Stokely Carmichael Facts

Stokely Carmichael Facts
Stokely Carmichael was a Trinidad and Tobago born African-American civil rights activist. Carmichael was an early member and organizer of the Student Nonviolent Organizing Committee (SNCC) and is known for the steering the group in a more radical direction that advocated the policy of black nationalism. He is often credited by historians for popularizing the term "black power" and giving inspiration to organizations such as the Black Panthers, which he joined in the late 1960s. Carmichael would later move to the African nation of Guinea where he died. Stokely Carmichael was born on June 29, 1941 in Port of Spain, Trinidad and Tobago to Adolphus and Mabel Carmichael. He moved with his parents to the Harlem section of New York City in 1952, later becoming an American citizen. Carmichael was married twice and had two children.
Interesting Stokely Carmichael Facts:
Carmichael's first taste of activism came when he participated in the boycott of a White Castle restaurant in the Bronx that refused to hire blacks.
Carmichael attended Howard University, where he first became involved with the SNCC
While with the SNCC, Carmichael participated in the 1961, the 1965 Selma to Montgomery marches, and numerous other black voter registration campaigns across the deep south.
Carmichael became the chair of the SNCC in 1966 and stepped down in May 1967.
While participating in the "March against Fear" from Memphis, Tennessee to Jackson, Mississippi in 1966, Carmichael was arrested, when he was released from jail he gave his famous "black power" speech.
Carmichael moved the SNCC in a more black militant/nationalist/separatist direction and when it did not go far enough in that direction, he joined the Black Panthers in 1968
He was almost as active in the anti-Vietnam War movement as he was in the Civil Rights Movement.
Carmichael's move toward black nationalism and anti-Vietnam War activities eventually earned him the attention and ire of F.B.I. direction, J. Edgar Hoover, who began actively investigating the activist.

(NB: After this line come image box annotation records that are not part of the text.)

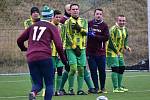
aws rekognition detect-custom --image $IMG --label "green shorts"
[52,56,64,68]
[66,49,86,66]
[106,57,125,67]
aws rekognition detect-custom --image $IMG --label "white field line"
[0,90,150,99]
[0,75,150,83]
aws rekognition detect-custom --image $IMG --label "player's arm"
[95,25,110,41]
[17,28,29,51]
[108,28,119,54]
[124,29,131,52]
[51,26,67,65]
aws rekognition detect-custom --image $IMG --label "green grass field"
[0,72,150,100]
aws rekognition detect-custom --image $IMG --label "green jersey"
[107,25,128,57]
[65,17,88,49]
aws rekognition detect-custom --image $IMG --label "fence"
[0,0,148,73]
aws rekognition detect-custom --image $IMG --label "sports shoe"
[119,87,128,92]
[68,89,75,95]
[113,88,124,93]
[88,88,95,94]
[29,92,36,100]
[42,89,45,97]
[99,89,108,94]
[77,90,87,95]
[59,89,68,95]
[55,91,63,96]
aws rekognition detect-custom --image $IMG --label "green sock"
[84,68,94,89]
[111,72,118,89]
[68,75,74,90]
[118,74,123,88]
[56,76,62,91]
[60,71,68,90]
[77,76,84,91]
[53,76,55,92]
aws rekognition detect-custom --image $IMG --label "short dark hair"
[118,14,125,17]
[70,3,80,9]
[54,10,61,16]
[94,8,103,14]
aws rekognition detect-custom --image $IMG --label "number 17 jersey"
[18,21,64,62]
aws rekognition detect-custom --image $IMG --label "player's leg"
[55,66,63,96]
[107,57,123,93]
[87,56,99,92]
[28,61,43,100]
[84,66,95,93]
[41,58,54,100]
[60,70,68,95]
[118,57,128,92]
[66,49,77,95]
[96,55,107,93]
[77,49,87,95]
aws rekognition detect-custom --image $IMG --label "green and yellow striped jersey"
[65,17,88,49]
[107,24,128,57]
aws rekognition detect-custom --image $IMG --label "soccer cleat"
[68,89,75,95]
[77,90,87,95]
[88,88,95,94]
[55,91,63,96]
[59,89,68,95]
[29,92,36,100]
[119,87,128,92]
[42,89,45,97]
[99,89,108,94]
[113,88,124,93]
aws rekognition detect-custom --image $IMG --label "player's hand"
[73,46,81,57]
[88,29,95,37]
[127,47,132,52]
[75,22,81,33]
[65,62,70,72]
[21,48,27,51]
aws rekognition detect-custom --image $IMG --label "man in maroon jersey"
[60,4,71,24]
[17,6,67,100]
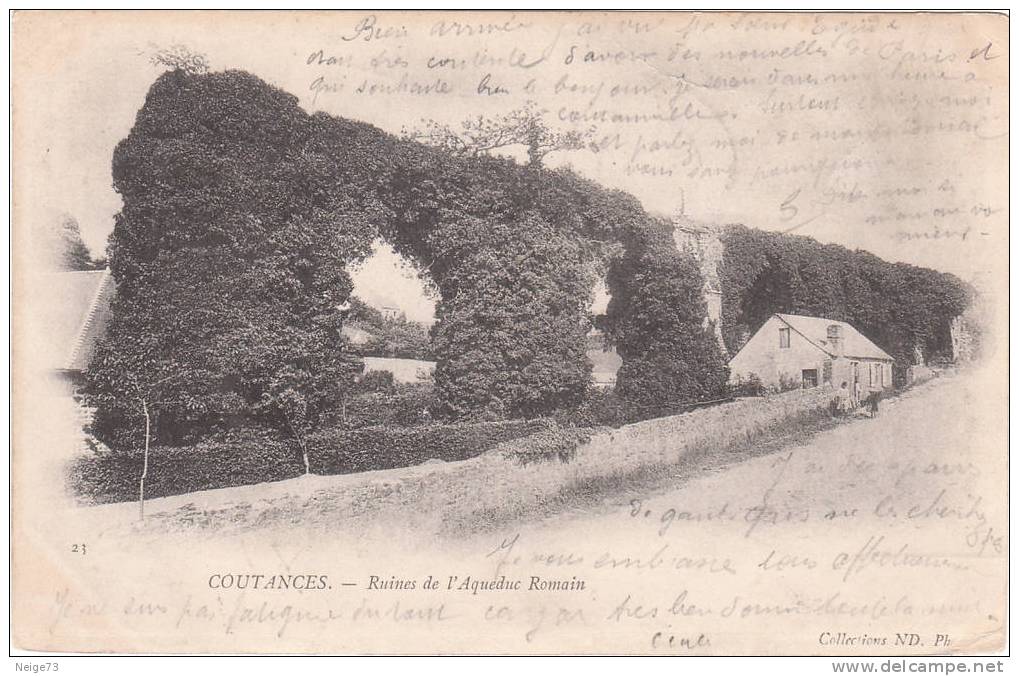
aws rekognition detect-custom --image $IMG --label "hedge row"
[68,419,549,504]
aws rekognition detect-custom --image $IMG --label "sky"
[12,12,1008,320]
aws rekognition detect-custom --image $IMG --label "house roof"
[46,270,116,371]
[773,313,894,361]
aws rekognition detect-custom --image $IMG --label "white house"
[729,314,894,393]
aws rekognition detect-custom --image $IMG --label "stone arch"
[92,66,721,442]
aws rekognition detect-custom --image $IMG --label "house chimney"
[828,324,845,358]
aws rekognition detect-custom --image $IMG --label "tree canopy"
[719,225,972,375]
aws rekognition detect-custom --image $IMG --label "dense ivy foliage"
[87,71,385,448]
[87,70,723,448]
[719,225,971,369]
[606,221,728,417]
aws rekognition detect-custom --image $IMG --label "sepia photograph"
[9,10,1010,660]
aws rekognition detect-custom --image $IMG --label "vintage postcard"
[10,11,1010,658]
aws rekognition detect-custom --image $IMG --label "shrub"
[496,422,591,465]
[308,419,548,474]
[67,419,549,503]
[67,429,304,503]
[730,373,765,397]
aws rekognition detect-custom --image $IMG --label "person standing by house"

He eventually split from the Black Panthers over doctrinal and personal differences. Carmichael believed that the Panthers should have taken a more racial separatist stance, while other Panthers, most notably Huey Newton, began saying that Carmichael was a government agent.
After moving to Guinea in 1968, Carmichael changed his name to Kwame Touré, although he was reportedly still fine with people referring to him by his birth name.
Carmichael was a life-long friend and admirer of Cuban dictator Fidel Castro.
Later in his life, Carmichael focused his activism on Pan-Africanism, founding the All-African People's Revolutionary Party.
Carmichael was jailed for three days in 1986 by the at the time new government of Guinea for supporting the regime of Sékou Touré, who was accused of numerous human rights violations, including imprisoning and torturing his political opponents.
Carmichael died due to complications from prostate cancer on November 15, 1998 at age of fifty-seven in Conakry Guinea.
His first wife, Miriam Makeba, was a noted black South African singer, exile, and anti-Apartheid activist.